Turkey snubbed a hearing Tuesday at a UN court seeking to resolve a standoff over the post-coup detention of one of its judges which has paralysed an appeals case.
There
were only empty chairs at the place set for Ankara at the UN's
Mechanism for International Criminal Tribunals (MICT) which is pondering
how to resolve the dilemma posed by the continued detention of Turkish
judge Aydin Sefa Akay.
Akay,
arrested last year in a crackdown after the attempted coup in Turkey,
is part of a five-judge bench hearing the appeal of former Rwandan
minister Augustin Ngirabatware, who was sentenced to three decades in jail for his role in the 1994 genocide in the African nation.

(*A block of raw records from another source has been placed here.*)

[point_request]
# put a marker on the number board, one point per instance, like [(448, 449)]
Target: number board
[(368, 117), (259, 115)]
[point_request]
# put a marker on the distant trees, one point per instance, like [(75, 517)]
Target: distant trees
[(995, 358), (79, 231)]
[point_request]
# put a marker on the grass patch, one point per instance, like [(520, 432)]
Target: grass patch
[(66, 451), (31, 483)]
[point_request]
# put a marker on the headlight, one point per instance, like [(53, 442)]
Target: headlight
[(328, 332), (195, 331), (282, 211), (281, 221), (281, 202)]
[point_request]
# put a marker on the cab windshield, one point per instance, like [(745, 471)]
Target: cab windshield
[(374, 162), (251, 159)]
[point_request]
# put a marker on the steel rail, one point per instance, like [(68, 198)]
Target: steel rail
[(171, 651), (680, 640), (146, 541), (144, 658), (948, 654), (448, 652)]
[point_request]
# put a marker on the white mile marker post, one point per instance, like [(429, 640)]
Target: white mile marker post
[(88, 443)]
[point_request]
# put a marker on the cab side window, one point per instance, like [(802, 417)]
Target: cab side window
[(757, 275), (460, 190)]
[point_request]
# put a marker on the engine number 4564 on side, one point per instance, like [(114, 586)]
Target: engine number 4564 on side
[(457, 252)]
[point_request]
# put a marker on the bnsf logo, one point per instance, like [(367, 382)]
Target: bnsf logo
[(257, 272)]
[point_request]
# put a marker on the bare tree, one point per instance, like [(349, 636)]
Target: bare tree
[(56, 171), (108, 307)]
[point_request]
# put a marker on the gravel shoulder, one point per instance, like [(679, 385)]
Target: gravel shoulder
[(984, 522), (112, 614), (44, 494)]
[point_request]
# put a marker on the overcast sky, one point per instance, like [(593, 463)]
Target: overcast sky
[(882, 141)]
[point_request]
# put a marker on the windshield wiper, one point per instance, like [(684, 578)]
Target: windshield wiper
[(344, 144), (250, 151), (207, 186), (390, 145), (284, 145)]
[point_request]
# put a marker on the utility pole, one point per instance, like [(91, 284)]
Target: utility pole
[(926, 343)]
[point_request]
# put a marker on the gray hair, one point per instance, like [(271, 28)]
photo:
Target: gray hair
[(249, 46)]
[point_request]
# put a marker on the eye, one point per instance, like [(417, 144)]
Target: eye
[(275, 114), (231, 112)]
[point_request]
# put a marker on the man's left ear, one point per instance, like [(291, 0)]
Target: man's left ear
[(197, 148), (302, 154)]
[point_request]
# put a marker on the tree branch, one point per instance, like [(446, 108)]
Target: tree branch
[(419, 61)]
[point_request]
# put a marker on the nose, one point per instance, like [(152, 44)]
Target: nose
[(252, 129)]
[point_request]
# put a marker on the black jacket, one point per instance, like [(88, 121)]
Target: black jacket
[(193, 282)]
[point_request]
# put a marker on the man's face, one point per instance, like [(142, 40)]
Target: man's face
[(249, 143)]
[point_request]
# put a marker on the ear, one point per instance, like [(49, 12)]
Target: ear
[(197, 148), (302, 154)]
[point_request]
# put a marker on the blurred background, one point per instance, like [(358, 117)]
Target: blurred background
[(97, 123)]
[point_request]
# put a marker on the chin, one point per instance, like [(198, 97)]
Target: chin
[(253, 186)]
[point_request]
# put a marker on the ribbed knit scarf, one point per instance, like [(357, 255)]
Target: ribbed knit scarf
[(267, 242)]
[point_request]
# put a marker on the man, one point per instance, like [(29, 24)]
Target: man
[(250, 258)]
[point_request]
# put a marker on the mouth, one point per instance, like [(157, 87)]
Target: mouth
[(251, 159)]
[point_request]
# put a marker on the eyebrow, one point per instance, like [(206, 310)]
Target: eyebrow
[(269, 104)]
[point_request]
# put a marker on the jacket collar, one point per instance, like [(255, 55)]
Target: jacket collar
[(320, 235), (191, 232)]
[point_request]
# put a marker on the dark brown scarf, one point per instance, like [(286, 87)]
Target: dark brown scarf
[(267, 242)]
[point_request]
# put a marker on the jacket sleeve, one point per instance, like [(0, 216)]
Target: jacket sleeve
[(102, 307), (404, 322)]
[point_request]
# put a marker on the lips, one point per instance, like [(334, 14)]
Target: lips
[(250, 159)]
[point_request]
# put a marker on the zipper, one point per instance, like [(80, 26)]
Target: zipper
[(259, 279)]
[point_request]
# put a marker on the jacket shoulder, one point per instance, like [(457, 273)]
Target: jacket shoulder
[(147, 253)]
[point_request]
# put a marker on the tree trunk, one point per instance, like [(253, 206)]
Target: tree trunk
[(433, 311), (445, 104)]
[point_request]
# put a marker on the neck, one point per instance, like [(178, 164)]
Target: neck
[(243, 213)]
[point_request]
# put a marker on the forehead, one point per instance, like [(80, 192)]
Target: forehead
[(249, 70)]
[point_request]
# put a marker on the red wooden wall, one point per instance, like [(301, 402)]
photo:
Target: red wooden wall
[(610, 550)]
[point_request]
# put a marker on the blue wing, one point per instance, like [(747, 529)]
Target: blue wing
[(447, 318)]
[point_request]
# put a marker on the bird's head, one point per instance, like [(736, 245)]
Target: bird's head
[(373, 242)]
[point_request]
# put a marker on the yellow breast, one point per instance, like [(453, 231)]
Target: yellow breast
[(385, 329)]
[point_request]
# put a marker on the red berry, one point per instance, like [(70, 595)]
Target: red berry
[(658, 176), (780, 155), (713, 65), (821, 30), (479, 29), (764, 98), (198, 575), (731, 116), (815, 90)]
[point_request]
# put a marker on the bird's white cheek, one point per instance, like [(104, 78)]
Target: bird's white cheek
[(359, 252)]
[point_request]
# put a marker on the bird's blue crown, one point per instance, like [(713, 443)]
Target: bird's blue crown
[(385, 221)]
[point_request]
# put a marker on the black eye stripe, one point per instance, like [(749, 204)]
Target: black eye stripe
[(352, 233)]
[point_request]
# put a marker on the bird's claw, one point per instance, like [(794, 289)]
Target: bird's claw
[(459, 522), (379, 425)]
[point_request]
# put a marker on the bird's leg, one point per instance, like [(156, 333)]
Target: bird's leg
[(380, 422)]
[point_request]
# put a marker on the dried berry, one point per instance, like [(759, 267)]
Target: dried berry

Akay was one of 41,000 people arrested in the aftermath of the failed July 15 coup attempt to unseat Turkish President Recep Tayyip Erdogan.
His
detention has now frozen Ngirabatware's case and in a rare moment in
court Tuesday both the Rwandan's lawyer and prosecutors were in
agreement.
"Today I ask you to take the first step and issue an order for the release of judge Akay without further delay," defence lawyer Peter Robinson told presiding judge Theodor Meron.
Robinson added the demand to free Akay should set a deadline of "48 hours."
"We can only concur with Mr Robinson and his request," said UN prosecutor Michelle Jarvis, stressing "a way forward must be found."
Earlier,
the MICT heard notices were sent to Turkey's embassies in Dar es
Salaam, in Tanzania -- where Ngirabatware is currently behind bars --
and in The Hague.
Neither attempt to deliver the MICT documentation was successful with the documents marked "Return to Sender", the court heard.
Ngirabatware
was sentenced in 2012 to 35 years in jail for his role in the Rwandan
genocide in which some 800,000 people were killed.
The term was cut to 30 years on appeal in 2014, but he is now appealing the two rulings.
Ngirabatware
has asked judges to release him pending a resolution to Akay's absence,
but both prosecutors and Tanzania are opposing the request.
In Turkey, Akay has denied any link to the organisation of Fetullah Gulen, the US-based preacher blamed by Ankara for the putsch attempt.
According
to Turkey's state-run news agency Anadolu, prosecutors accuse Akay of
being a key figure in a masonic lodge tied to Gulen.
Meron told lawyers he would issue his ruling "as soon as possible".